Last updated at Fri, 21 Jul 2017 18:04:17 GMT
News broke this weekend of yet another IE 0-day under ("limited, targeted") exploitation in the wild. Microsoft responded with an advisory, but no patches yet. Given that the risk from the known exploit is mitigated by the usual defence in depth tactics I would not expect Microsoft to release an out of band patch, though a "fix it" type hotfix would be in keeping with Microsoft's recent tactics.
The known exploit for this issue relies on Adobe Flash to be present and enabled.

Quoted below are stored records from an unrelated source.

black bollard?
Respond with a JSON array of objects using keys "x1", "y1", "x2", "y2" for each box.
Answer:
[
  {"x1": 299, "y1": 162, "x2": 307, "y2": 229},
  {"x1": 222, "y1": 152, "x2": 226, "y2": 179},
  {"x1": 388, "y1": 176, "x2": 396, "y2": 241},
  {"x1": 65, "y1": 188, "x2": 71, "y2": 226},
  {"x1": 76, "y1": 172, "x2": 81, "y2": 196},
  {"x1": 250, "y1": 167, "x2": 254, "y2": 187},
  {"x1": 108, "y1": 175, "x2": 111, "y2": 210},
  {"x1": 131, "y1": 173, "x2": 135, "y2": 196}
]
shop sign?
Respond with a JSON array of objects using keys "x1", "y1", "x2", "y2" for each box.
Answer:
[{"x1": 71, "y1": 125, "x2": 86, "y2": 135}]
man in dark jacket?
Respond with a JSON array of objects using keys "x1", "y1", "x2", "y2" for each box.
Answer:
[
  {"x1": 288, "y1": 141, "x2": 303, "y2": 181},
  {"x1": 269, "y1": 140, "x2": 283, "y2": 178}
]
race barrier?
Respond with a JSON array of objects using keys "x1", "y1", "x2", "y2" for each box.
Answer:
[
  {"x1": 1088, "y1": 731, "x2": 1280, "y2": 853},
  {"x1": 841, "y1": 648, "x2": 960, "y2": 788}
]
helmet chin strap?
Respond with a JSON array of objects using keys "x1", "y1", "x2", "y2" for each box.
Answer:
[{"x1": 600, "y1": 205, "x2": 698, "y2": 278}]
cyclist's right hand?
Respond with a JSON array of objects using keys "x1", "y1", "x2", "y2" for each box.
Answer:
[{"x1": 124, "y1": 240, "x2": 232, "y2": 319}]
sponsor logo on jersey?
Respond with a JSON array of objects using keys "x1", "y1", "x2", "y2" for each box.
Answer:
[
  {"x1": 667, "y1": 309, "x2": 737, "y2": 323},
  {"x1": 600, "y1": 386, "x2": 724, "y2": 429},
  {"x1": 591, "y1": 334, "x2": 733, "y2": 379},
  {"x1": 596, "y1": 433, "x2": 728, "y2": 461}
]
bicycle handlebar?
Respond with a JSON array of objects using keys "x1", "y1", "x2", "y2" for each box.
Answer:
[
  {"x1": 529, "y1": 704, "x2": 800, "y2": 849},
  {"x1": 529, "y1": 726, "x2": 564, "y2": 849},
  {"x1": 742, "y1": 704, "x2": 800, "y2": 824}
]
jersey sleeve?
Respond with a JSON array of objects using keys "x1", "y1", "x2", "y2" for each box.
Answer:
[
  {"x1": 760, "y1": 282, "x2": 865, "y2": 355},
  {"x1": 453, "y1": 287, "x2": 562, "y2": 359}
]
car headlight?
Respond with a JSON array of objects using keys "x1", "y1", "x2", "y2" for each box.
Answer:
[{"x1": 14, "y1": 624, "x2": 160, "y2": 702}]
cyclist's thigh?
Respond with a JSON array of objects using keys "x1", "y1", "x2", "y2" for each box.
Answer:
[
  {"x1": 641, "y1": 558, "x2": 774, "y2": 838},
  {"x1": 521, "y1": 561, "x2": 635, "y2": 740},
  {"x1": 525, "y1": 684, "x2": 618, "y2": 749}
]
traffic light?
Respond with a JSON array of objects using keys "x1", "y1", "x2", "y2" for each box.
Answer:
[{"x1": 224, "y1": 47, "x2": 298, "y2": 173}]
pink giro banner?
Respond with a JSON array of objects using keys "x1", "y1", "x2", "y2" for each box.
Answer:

Disabling or removing flash will block the known exploit, but does not address the root cause issue in Internet Explorer.
To asses your exposure to this threat:
- Nexpose users can view affected systems in their environment from existing scan data using Dynamic Asset Groups.
- ControlsInsight users can examine which systems in their environment have the correct mitigations in place (including Flash disablement).
- Both products report Windows XP as an "Obsolete Version" (which is an automatic PCI failure).
This 0-day is the first of what will inevitably be many issues to affect Windows XP in the post XP era. Users still on XP have no choice but to upgrade in order to receive protection. Of course, for Microsoft, Windows XP is already all but forgotten, in that, since it is no longer supported, it is not listed in the vulnerable systems.
In a totally unscientific survey, looking at traffic to Rapid7.com, approximately 1% of our total web visitors identify as running Windows XP, but approximately 15% are running some version of IE. We don't check for mitigations in place unless you ask us to.
Overall, this issue isn't all the different from any number of IE 0-days, we usually get three or four every year, except that it's the first in the post-XP world. All the more reason for users to move to modern, supported, operating systems where advanced mitigation techniques are available.